The investment bank’s analysts ran through the many scenarios that would keep the oil market in stasis.
“The improvement in oil fundamentals remains fragile and continues to feature large offsetting forces: wildfires have helped offset surprisingly strong Iran production, slowing demand growth in India and China in 2H16 will help offset production issues in Nigeria and Venezuela and finally product builds have offset crude draws,” they said.
Uncertainties in the near-term oil outlook thus leaves the key price driver to be largely related to movements in the U.S. dollar – the global crude oil trade is dollar-denominated – rather than market fundamentals, the bank’s analysts pointed out.
In fact, there will be a modest supply deficit of 230,000 barrels a day in the second half of the year, they wrote.

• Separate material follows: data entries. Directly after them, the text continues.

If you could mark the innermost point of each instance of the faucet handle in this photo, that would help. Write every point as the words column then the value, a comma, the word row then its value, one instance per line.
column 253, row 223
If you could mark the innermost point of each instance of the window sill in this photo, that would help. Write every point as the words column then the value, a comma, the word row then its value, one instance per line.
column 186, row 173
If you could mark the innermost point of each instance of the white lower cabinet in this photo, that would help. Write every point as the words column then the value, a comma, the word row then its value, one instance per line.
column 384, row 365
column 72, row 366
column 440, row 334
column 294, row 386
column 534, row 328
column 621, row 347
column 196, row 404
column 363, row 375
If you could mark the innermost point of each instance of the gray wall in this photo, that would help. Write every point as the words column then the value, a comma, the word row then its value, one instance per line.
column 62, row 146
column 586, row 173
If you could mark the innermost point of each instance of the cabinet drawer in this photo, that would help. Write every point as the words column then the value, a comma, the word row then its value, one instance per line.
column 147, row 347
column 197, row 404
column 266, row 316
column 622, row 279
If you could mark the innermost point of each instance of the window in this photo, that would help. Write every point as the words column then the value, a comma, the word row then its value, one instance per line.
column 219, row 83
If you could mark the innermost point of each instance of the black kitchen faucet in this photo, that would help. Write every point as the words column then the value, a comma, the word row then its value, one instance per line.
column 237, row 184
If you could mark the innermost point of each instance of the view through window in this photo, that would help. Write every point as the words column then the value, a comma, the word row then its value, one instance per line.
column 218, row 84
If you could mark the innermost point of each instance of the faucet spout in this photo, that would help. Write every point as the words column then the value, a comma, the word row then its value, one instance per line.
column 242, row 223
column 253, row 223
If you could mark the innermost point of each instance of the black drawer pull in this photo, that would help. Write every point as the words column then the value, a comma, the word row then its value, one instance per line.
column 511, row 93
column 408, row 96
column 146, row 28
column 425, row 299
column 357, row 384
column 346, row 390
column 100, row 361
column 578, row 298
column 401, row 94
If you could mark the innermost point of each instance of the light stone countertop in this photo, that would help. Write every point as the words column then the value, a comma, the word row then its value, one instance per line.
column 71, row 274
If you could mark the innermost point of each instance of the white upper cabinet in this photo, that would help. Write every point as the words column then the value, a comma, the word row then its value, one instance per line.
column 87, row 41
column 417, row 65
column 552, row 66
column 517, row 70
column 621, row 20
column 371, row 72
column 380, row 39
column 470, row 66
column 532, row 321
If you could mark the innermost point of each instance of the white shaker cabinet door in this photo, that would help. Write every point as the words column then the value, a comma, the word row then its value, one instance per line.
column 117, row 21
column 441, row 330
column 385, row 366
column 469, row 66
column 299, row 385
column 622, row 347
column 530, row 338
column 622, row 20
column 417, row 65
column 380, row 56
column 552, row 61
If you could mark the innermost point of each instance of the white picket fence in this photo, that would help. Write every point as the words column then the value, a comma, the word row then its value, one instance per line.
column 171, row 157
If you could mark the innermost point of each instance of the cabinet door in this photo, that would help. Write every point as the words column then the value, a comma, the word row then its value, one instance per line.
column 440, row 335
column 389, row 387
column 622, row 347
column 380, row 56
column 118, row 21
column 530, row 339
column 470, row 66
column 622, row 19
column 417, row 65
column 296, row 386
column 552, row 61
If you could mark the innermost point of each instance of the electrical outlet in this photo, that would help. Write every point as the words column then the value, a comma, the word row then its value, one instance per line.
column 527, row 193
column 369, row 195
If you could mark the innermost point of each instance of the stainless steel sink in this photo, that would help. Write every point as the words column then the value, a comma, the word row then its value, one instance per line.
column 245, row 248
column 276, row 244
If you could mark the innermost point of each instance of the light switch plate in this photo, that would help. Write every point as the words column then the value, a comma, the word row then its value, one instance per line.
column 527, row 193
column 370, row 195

U.S. benchmark Western Texas Intermediate was trading around $42 a barrel on Thursday in Asia, while European benchmark Brent crude was around $43.50 a barrel; both grades were little changed.
Crude oil prices have fallen about 13 percent in the month-to-date.
The dollar index, meanwhile, has been edging up in July, which should make dollar-denominated crude more expensive.
While high gasoline inventories at New York Harbor, Europe and Singapore have raised concerns, Goldman said oil fundamentals had not deteriorated sufficiently materially to increase the changes of running out of storage capacity.
Instead, with gasoline demand strong so far this year, the counter-seasonal rise in inventories was likely due to an excess of refining capacity and strong refining margins up to this U.S. summer.
“In particular, we find gasoline demand continues to grow robustly globally and expect this to continue as our economists forecast strong consumer spending,” Goldman said.
“In our view, it would take a global demand slowdown, a sudden sharp halt in China’s crude inventory build or a ramp up in Libya or Nigeria production to take prices back below $35 a barrel,” according to the note.
Any one of these events would fully offset Goldman’s projected second-half 2016 deficit of 230,000 barrels of oil, they said,adding, “for now, however, recent developments point to lower, not higher production in both countries.”